Can of Coke
Something really got on my tits the other day and I'd like to share it with everyone. I've got a little drinks-holder thing in the front of my car and I was bombing up the A24 towards London when, the road ahead looking pretty clear, I fancied that a little refreshment might be in order. While still keeping one eye on the road, I lifted a can of coke up to my lips and took a long, slow sip. Everything was fine up to this point.
However, it was around about now that things started to go drastically wrong. My moustache, which I possibly hadn't trimmed in a few days, got caught in the ring-tab of the can. And try as I might, I just couldn't free it. It was bloody painful as well.
So picture the scene. I'm driving along, trying to pull this can of coke off my face and ..... I hit a roundabout ..... which I'm sure you'll agree requires both hands on the wheel. So I had to drive around the roundabout with this fucking can hanging under my nose, swinging rhythmically against my teeth and spilling coke all down the front of my shirt.

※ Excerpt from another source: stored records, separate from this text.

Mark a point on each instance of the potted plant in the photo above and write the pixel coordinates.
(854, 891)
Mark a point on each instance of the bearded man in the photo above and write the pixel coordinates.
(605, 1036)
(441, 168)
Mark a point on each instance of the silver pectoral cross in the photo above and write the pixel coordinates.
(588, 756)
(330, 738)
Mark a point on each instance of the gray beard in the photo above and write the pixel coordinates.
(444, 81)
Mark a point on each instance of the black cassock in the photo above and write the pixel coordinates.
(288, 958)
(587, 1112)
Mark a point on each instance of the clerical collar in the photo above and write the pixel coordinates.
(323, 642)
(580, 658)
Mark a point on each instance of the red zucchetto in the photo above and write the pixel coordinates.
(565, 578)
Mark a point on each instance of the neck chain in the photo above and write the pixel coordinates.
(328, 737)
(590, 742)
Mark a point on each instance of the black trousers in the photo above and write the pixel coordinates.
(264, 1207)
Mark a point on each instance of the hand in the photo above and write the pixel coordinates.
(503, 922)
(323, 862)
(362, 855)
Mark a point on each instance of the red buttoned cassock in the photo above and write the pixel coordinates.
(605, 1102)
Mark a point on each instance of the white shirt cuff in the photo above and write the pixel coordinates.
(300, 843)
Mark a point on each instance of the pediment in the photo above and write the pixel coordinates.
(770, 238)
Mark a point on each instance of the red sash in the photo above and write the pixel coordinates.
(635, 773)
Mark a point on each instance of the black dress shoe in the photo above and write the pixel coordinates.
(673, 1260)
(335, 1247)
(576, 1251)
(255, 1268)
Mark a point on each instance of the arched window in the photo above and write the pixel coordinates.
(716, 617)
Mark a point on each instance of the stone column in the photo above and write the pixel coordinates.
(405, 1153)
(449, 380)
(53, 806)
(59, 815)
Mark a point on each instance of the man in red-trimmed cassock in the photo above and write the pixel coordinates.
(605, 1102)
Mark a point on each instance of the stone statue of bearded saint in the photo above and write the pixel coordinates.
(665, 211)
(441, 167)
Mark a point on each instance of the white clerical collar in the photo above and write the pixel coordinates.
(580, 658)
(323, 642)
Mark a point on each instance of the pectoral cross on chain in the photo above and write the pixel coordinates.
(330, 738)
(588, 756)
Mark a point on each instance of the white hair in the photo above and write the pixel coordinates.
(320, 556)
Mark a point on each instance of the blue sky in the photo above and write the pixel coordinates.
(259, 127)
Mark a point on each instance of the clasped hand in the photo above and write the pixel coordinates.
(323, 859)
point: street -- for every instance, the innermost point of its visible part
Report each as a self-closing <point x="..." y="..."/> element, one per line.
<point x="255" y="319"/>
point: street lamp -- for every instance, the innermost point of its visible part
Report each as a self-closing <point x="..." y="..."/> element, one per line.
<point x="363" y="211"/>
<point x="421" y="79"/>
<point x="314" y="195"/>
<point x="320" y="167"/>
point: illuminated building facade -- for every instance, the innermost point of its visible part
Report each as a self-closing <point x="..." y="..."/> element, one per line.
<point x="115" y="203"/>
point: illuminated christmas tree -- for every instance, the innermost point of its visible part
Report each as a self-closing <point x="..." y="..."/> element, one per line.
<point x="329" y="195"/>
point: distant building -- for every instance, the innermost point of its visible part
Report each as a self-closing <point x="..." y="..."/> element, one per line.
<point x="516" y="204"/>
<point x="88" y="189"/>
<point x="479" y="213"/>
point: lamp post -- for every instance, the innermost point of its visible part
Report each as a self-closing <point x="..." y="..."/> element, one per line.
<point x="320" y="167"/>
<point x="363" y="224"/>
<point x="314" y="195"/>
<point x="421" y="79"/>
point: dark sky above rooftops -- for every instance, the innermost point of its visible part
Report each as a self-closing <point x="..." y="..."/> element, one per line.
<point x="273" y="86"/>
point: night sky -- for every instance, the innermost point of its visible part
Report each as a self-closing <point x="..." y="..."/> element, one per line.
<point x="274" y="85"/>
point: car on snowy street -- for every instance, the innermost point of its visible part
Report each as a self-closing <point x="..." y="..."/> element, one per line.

And on top of that, the people in the other cars are pointing and laughing at me and telling their mates to, "Look at this twat." And there was nothing I could do but smile at them in a kind of self-conscious way as if I too appreciated the joke. I had no choice but to carry on driving with a can of coke hanging under my nose and emptying its contents all down my shirt.
That really pissed me off, I can tell you.